Client Rights & Responsibilities
As a client receiving psychological and/or neuropsychological services, you have the following rights and responsibilities:
Client Rights
- You have the right to receive respectful, confidential, and professional psychological and neuropsychological services.
- You have the right to be informed about evaluation findings, diagnoses (when applicable), treatment options, risks, and expected outcomes.
- You have the right to participate actively in your evaluation and/or treatment planning and to ask questions at any time.
- You have the right to refuse or discontinue evaluation and/or treatment, with an explanation of possible consequences when clinically relevant.
- You have the right to privacy and confidentiality, within the limits of the applicable law (e.g., mandated reporting, court orders).
- You have the right to timely access to care and to be informed promptly of scheduling changes as soon as possible.
- You have the right to receive services free from discrimination based on any protected characteristic.
- You have the right to have your questions and concerns addressed promptly and respectfully.
- You have the right to receive clear information about fees, billing, and insurance policies.
- You have the right to access your clinical records and request amendments as permitted by law.
- You have the right to a safe and supportive environment during evaluation and/or treatment services.
- You have the right to report complaints or concerns without fear of retaliation.
- You have the right to receive care that respects your cultural, religious, and personal values.
- You have the right to know the credentials, licensure status, and professional role of your provider.
Client Responsibilities
For minor patients, these responsibilities apply to the parent or legal representative.
- You agree to attend scheduled appointments on time and provide advance notice if you need to cancel or reschedule.
- You agree to provide accurate and complete information to support effective evaluation and/or treatment.

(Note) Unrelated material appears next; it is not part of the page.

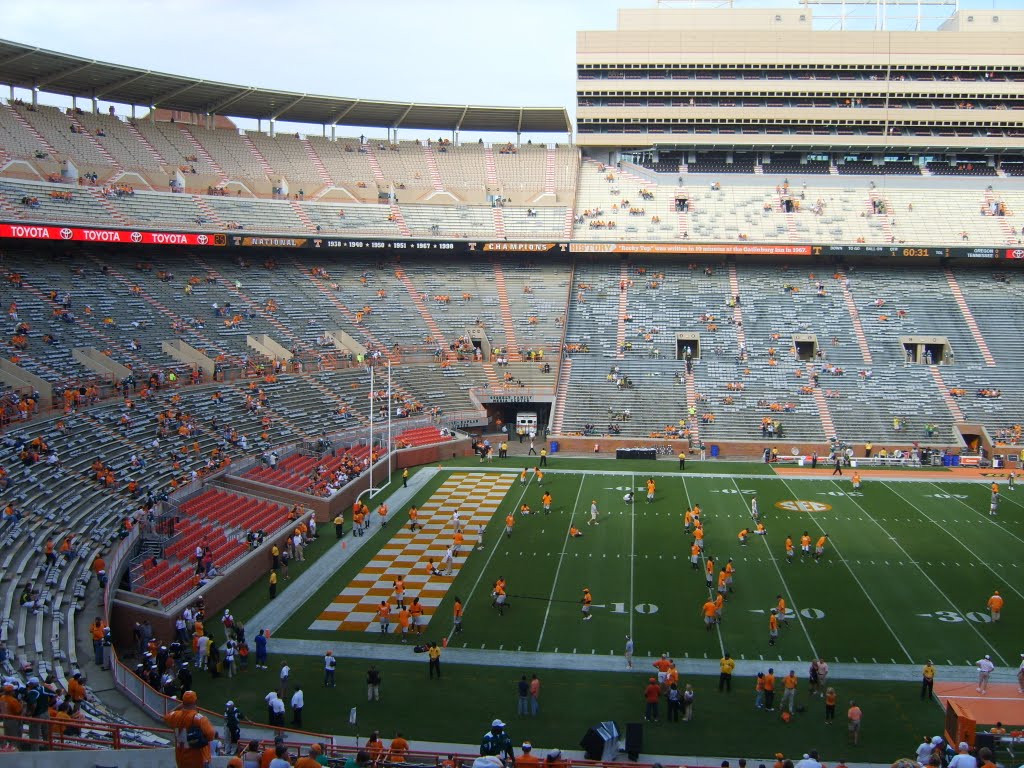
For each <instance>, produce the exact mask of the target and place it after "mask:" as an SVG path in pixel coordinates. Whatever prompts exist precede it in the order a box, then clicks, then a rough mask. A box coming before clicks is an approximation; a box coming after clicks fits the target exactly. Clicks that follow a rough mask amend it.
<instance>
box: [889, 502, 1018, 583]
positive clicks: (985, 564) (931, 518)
mask: <svg viewBox="0 0 1024 768" xmlns="http://www.w3.org/2000/svg"><path fill="white" fill-rule="evenodd" d="M882 485H883V486H884V487H886V488H888V489H889V490H891V492H892V493H894V494H896V496H898V497H899V498H900V499H902V500H903V501H904V502H905V503H906V504H909V505H910V506H911V507H913V508H914V509H915V510H918V514H920V515H921V516H922V517H924V518H925V519H926V520H928V521H929V522H930V523H932V524H933V525H935V526H936V527H938V528H939V530H941V531H942V532H943V534H945V535H946V536H948V537H949V538H950V539H952V540H953V541H954V542H956V544H958V545H959V546H961V547H963V548H964V549H965V550H967V552H968V554H969V555H970V556H971V558H972V559H973V560H977V561H978V562H979V563H981V564H982V565H983V566H984V567H985V568H987V569H988V570H990V571H991V572H992V574H993V575H995V577H996V578H997V579H999V580H1000V582H1001V583H1002V584H1005V585H1006V586H1007V587H1009V588H1010V589H1011V590H1013V591H1014V592H1016V593H1017V596H1018V597H1020V598H1021V599H1024V594H1022V593H1021V592H1020V590H1018V589H1016V588H1015V587H1014V586H1013V585H1012V584H1009V583H1008V582H1006V577H1005V575H1004V574H1001V573H999V572H997V571H996V570H995V568H993V567H992V566H991V565H989V564H988V563H987V562H985V558H984V557H978V555H977V554H976V553H975V552H974V550H972V549H971V548H970V547H968V546H967V545H966V544H964V542H962V541H961V540H959V538H958V537H956V536H955V535H954V534H953V532H952V531H951V530H949V528H947V527H946V526H945V525H943V524H942V523H941V522H939V521H938V520H934V519H932V518H931V517H929V515H928V514H927V513H926V512H925V511H924V510H923V509H922V508H921V507H919V506H918V505H916V504H914V503H913V502H911V501H910V500H909V499H907V498H906V497H905V496H903V495H902V494H901V493H899V492H898V490H896V489H895V488H893V487H890V486H889V484H888V483H886V482H883V483H882Z"/></svg>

- You agree to participate actively in services and follow mutually agreed-upon recommendations to the extent possible.
- You agree to respect professional boundaries and office policies.
- You agree to inform your provider of changes in health, medications, or circumstances that may affect evaluation and/or treatment services.

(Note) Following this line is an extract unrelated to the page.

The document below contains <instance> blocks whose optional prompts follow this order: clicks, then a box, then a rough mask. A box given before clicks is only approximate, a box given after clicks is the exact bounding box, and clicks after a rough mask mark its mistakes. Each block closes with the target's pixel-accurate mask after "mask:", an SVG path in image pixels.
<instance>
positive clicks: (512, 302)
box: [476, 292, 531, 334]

- You agree to meet financial obligations as outlined in the practice's fee and payment policies.
- You agree to communicate concerns about care in a timely manner.

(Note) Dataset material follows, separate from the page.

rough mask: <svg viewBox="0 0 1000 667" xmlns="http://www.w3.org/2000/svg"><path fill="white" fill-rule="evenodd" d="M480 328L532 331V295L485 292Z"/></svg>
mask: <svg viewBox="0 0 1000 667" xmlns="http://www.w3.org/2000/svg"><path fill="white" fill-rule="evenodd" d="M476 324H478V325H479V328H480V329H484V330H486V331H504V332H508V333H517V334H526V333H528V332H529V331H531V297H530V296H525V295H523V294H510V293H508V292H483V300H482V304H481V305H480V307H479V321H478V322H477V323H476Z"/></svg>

- You agree to respect the privacy and confidentiality of other clients and office matters.
- You understand that this practice does not provide emergency or crisis services and agree to use appropriate emergency or crisis resources when immediate assistance is needed outside of scheduled appointments.
- You agree to behave respectfully toward staff and others while on the premises or interacting with the practice.
If you have any questions or concerns about your rights or responsibilities, please ask at any time. Your comfort and understanding are important to us.